Window-Based Processing
Semantic chunking uses a sliding window approach to maintain context across chunk boundaries.
Impact of Window Size
Window Size | Context Preservation | Processing Speed | Use Case |
---|
1 (default) | Minimal | Fastest | Basic chunking needs |
2-3 | Moderate | Medium | Balanced approach |
4+ | Maximum | Slower | High-precision needs |
Response Structure
The chunking response provides detailed information about each generated chunk:
class ChunkResponse(BaseModel):
status: TaskStatus = Field(..., description="The status of the chunking process")
usage: Usage = Field(..., description="Usage")
message: Optional[str] = Field(None, description="Message")
processing_options: ChunkingOptions = Field(
..., description="The processing options for the chunker"
)
document: ResponseDocument = Field(..., description="Processed document")
Each chunk contains:
class ResponseChunk(BaseModel):
id: str = Field(..., description="ID of the chunk")

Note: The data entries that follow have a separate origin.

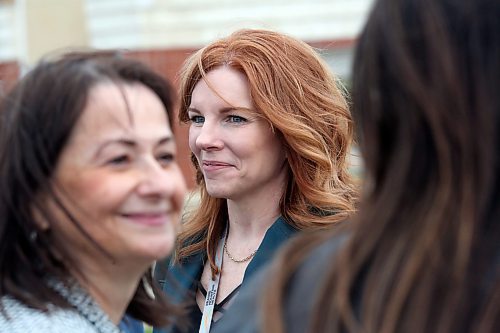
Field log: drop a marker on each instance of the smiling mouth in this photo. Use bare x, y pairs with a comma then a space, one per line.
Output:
148, 219
215, 163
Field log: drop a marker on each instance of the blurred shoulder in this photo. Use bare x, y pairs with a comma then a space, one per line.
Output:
19, 318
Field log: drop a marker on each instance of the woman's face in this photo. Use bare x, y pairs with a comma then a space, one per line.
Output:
119, 178
238, 153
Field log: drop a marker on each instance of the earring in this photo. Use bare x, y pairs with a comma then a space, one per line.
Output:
147, 287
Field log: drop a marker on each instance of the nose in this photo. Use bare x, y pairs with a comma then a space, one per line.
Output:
160, 181
207, 137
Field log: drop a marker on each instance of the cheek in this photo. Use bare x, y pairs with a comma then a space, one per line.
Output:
95, 192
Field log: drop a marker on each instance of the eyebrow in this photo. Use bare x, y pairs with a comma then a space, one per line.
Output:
223, 110
130, 143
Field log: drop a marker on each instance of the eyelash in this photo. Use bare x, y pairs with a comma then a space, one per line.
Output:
233, 117
119, 160
166, 158
194, 119
198, 120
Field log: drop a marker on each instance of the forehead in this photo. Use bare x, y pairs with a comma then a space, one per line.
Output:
116, 110
121, 105
222, 85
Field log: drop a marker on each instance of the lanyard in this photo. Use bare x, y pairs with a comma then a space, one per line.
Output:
213, 286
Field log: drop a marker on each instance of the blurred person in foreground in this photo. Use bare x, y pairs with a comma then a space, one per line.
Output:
423, 252
270, 133
90, 195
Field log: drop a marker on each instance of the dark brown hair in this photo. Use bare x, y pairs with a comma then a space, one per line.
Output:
36, 120
423, 251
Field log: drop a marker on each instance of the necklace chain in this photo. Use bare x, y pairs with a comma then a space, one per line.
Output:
238, 260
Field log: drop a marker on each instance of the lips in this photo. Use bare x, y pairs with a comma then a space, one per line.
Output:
209, 165
147, 218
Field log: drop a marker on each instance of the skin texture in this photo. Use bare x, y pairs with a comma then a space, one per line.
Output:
242, 160
119, 178
237, 150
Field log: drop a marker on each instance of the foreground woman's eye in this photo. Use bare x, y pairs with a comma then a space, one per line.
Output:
197, 119
119, 160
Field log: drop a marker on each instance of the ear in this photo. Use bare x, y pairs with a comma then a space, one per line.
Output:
39, 216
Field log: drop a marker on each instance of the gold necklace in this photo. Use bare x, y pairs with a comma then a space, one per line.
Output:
238, 260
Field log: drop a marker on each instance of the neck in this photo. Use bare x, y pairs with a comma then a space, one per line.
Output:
111, 285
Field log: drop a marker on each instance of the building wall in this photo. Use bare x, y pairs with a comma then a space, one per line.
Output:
163, 33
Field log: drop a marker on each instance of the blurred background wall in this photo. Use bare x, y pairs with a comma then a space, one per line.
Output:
163, 33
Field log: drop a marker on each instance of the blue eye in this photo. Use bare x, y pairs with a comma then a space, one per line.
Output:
236, 119
165, 159
119, 160
197, 119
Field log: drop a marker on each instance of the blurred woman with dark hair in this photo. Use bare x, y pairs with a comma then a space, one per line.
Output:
423, 253
90, 195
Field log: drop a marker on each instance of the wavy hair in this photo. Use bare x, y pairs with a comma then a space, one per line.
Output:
293, 89
423, 252
36, 120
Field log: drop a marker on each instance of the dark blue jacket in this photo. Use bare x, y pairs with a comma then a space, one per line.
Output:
179, 281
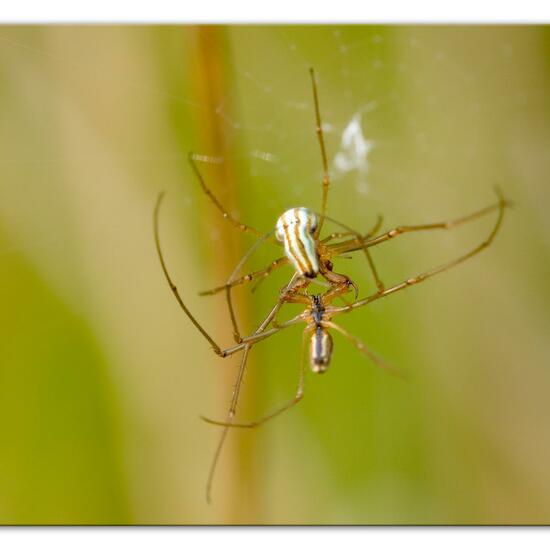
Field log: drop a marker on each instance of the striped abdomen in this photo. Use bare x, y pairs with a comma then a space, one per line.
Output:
320, 350
295, 229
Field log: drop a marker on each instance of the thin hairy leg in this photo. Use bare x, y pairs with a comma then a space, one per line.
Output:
235, 223
361, 346
232, 277
171, 284
254, 276
352, 245
427, 274
230, 416
294, 401
256, 336
359, 239
321, 138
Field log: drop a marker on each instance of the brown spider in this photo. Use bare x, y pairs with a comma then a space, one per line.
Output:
299, 231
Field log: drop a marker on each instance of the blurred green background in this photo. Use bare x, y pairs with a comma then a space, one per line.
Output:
102, 378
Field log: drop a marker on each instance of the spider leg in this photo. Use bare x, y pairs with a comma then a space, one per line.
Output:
352, 245
235, 223
321, 138
423, 276
217, 349
294, 401
359, 239
254, 276
361, 346
230, 416
259, 334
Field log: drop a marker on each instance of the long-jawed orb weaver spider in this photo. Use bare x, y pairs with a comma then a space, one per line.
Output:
298, 230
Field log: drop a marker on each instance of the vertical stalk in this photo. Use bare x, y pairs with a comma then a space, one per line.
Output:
211, 79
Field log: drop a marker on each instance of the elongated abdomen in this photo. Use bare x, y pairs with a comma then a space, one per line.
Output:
295, 229
320, 350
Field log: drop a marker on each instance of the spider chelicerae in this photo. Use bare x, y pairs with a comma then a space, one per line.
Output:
298, 231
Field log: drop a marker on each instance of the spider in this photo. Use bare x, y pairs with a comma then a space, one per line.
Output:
298, 231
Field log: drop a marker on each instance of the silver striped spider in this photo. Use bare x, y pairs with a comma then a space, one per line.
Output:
298, 230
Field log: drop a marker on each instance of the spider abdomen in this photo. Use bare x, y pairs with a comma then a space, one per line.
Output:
321, 350
295, 229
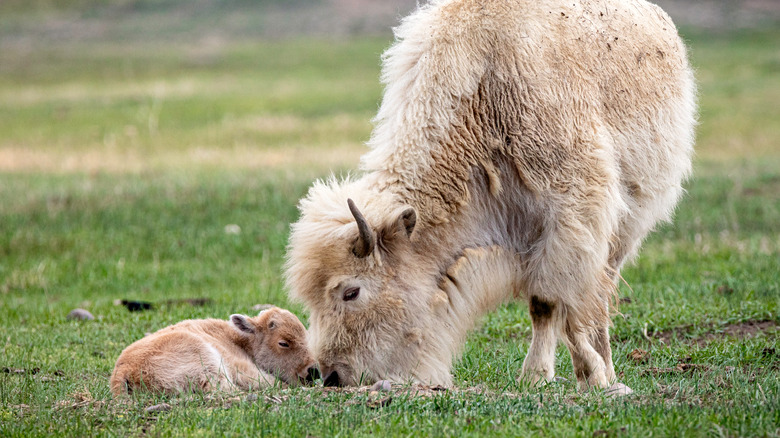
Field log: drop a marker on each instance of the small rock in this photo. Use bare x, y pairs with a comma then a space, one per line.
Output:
639, 356
382, 385
261, 307
232, 229
618, 389
162, 407
79, 314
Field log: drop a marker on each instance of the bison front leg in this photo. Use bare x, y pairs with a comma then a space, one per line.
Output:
539, 363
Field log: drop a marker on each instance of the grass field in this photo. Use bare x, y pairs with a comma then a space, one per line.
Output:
121, 164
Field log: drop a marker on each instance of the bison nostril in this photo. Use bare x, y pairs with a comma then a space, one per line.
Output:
312, 374
332, 379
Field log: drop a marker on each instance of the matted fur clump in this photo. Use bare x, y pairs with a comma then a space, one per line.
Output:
523, 150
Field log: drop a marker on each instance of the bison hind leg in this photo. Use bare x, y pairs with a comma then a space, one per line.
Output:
591, 354
539, 363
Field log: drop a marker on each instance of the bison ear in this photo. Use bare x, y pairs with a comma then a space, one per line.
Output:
407, 220
243, 324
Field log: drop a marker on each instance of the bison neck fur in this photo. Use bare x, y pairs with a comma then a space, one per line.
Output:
538, 143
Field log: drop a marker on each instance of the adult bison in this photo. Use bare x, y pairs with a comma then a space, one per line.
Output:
523, 150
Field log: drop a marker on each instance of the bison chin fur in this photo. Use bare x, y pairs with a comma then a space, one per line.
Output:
523, 150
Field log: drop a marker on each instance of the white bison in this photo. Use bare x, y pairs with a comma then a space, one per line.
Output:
211, 354
535, 143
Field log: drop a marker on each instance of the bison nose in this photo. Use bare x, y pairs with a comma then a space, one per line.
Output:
332, 379
312, 374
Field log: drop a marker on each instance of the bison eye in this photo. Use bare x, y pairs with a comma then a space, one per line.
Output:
351, 293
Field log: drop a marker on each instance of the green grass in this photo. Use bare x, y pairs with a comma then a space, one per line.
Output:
121, 166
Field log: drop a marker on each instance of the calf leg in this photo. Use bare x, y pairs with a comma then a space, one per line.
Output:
539, 363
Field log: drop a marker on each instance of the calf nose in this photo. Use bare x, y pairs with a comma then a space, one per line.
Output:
332, 379
312, 374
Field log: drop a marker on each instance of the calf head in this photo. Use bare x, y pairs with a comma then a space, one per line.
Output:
363, 285
278, 343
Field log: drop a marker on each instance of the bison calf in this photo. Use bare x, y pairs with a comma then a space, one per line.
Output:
210, 354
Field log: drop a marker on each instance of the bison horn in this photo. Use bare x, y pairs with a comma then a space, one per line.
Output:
365, 243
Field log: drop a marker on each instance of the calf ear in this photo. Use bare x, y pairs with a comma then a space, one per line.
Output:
243, 324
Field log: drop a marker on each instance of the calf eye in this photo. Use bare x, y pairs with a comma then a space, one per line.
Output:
351, 293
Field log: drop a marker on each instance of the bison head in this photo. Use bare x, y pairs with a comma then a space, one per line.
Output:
353, 263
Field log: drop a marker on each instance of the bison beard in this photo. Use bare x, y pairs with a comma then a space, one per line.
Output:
522, 151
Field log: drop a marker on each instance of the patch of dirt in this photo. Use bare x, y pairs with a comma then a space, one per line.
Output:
639, 355
742, 330
681, 368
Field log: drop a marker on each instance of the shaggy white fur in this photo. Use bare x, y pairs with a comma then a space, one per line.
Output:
537, 143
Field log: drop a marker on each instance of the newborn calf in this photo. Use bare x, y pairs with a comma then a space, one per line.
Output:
211, 354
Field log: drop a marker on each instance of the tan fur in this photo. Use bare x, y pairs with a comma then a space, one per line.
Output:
212, 354
557, 131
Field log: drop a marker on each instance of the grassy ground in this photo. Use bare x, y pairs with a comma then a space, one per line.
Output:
121, 165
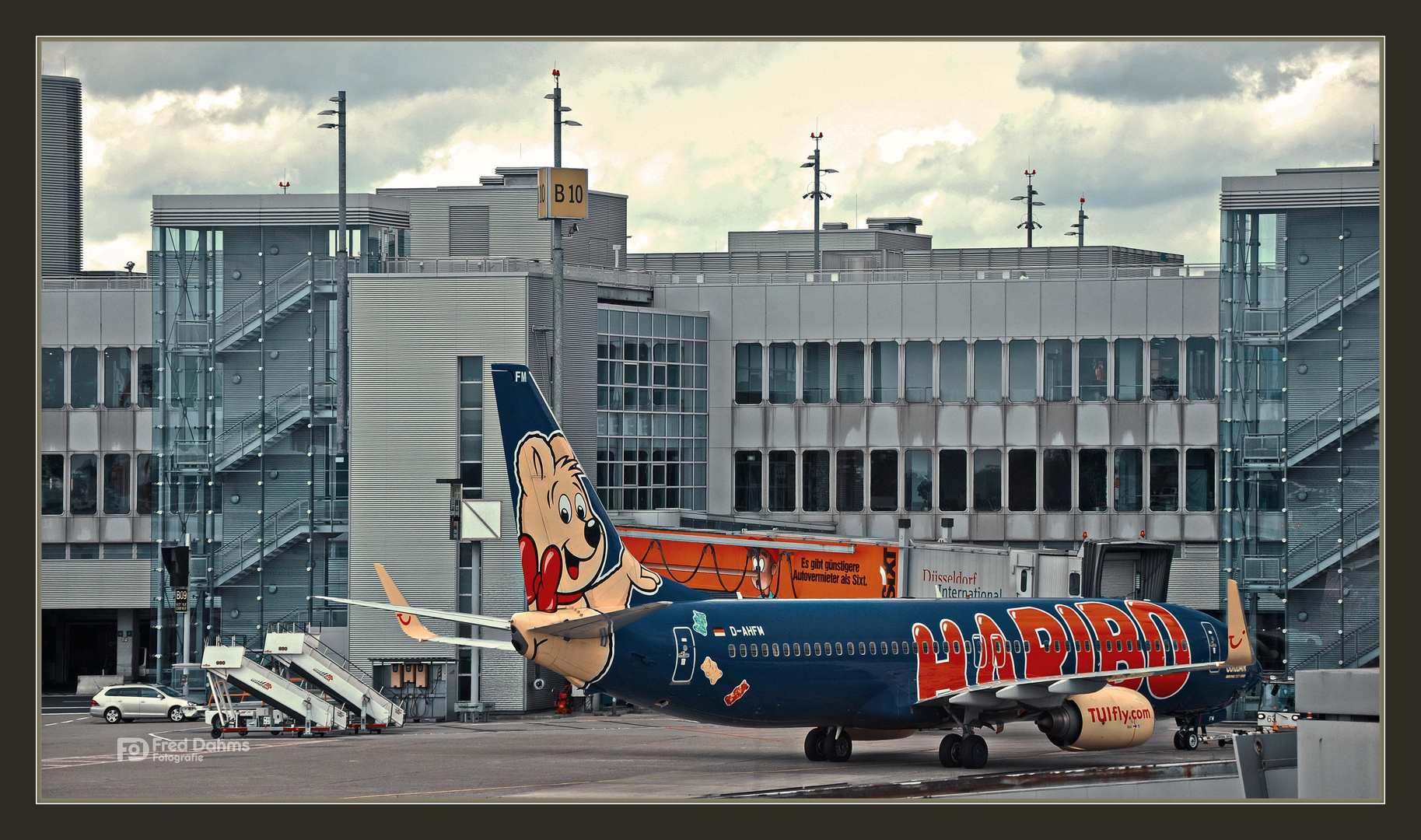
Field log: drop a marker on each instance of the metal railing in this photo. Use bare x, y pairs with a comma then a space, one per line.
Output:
1336, 415
279, 410
1349, 649
1332, 290
261, 537
287, 285
936, 275
1335, 537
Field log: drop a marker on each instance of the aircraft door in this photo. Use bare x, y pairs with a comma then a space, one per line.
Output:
685, 654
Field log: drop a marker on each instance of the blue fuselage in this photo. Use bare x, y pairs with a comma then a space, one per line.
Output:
871, 663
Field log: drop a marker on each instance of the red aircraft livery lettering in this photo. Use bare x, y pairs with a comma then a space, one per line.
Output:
1144, 634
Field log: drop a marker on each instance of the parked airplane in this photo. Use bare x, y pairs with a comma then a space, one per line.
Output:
1090, 673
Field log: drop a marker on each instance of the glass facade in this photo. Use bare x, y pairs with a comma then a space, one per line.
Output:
651, 408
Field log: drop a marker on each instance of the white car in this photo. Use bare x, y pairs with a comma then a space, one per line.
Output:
125, 702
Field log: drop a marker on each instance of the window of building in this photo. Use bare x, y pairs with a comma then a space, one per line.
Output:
117, 479
1093, 475
1022, 379
1272, 374
51, 377
1264, 491
1164, 369
1199, 479
782, 479
816, 373
917, 371
118, 381
51, 485
883, 479
84, 377
917, 479
1199, 366
145, 377
747, 373
1130, 370
1056, 370
850, 371
986, 371
1129, 481
1056, 481
1164, 479
82, 485
782, 373
471, 425
953, 371
1093, 370
1020, 475
145, 498
953, 479
986, 481
747, 479
816, 481
850, 481
884, 364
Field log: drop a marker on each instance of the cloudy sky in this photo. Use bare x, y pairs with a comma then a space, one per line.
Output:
708, 137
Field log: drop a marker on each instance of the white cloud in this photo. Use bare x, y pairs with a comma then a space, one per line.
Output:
895, 144
1305, 97
110, 256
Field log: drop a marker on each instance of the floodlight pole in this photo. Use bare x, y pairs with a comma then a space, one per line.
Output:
558, 256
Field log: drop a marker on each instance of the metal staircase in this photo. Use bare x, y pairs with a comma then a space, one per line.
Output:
295, 522
273, 302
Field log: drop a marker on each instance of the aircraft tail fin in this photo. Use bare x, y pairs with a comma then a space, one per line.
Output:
570, 549
1241, 649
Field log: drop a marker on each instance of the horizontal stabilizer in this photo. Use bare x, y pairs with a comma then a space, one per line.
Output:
445, 614
596, 625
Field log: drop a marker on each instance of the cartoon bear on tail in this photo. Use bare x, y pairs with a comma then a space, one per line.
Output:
563, 544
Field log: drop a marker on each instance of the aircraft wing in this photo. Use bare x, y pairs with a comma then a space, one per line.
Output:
1049, 691
596, 625
445, 614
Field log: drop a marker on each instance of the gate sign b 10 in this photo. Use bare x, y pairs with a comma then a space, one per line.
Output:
562, 194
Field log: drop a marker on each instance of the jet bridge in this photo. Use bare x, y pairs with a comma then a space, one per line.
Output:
313, 711
304, 653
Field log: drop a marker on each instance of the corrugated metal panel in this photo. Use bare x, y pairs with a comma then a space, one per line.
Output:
467, 230
1194, 579
404, 404
96, 584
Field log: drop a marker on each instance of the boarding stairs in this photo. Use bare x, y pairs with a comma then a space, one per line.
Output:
313, 711
303, 653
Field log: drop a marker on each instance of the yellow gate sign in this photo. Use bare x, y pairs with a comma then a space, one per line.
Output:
562, 194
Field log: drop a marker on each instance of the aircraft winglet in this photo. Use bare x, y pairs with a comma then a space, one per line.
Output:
1241, 650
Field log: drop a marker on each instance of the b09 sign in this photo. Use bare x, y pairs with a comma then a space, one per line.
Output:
562, 194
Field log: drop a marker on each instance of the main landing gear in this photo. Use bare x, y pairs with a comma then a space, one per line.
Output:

content: str = Field(..., description="Content of the chunk")
chunk_index: int = Field(..., description="Index of the chunk in the document")
num_tokens: int = Field(..., description="Number of tokens in the chunk")
metadata: Dict[str, Any] = Field(
default_factory=dict, description="Metadata of the chunk"
)
Recommendations for Effective Chunking
General Guidelines
- Choose the right algorithm: Use
regex
for speed, semantic
for meaning preservation
- Set appropriate chunk sizes: 300-500 tokens works well for most applications
- Customize for your content: Adjust parameters based on document structure
By Content Type
Content Type | Recommended Chunker | Max Chunk Length | Window Size | Notes |
---|
Technical documentation | regex | 400 | 1 | Often has clear section breaks |
Academic papers | semantic | 350 | 2 | Complex ideas need semantic coherence |
Legal documents | semantic | 300 | 3 | Precise context preservation is critical |
News articles | regex | 450 | 1 | Well-structured with clear paragraphs |
Transcripts | semantic | 500 | 2 | Spoken language benefits from semantic boundaries |
- Regex chunking is significantly faster (5-10x) than semantic chunking
- Processing time increases with document size and window size
- For very large documents (>1MB of text), consider preprocessing into smaller segments
Advanced Usage: Custom Delimiters
For regex chunking, you can provide custom delimiters to better match your document structure:
# Custom delimiters for Markdown documents
markdown_delimiters = [
"\n##\s+", # ## Headers
"\n###\s+", # ### Headers
"\n\n", # Double line breaks
"\n\*\*\*\n" # *** Horizontal rules
]
response = client.chunk(
content=markdown_text,
chunker_type="regex",
delimiters=markdown_delimiters
)
Common delimiter patterns:
- Headers:
"\n#{1,6}\s+"
(matches Markdown headers)
- Paragraphs:
"\n\s*\n"
(matches paragraph breaks)
- List items:
"\n\s*[-*•]\s"
(matches list markers)
- Sections:
"\n\d+\.\s+"
(matches numbered sections)
Error Handling
from aurelio_sdk import AurelioClient, APIError
client = AurelioClient()
try:
response = client.chunk(
content=very_long_text,
max_chunk_length=300,
chunker_type="semantic"
)
except APIError as e:
print(f"Chunking error: {e.message}")
# Fallback to regex chunking
response = client.chunk(
content=very_long_text,
max_chunk_length=300,
chunker_type="regex"
)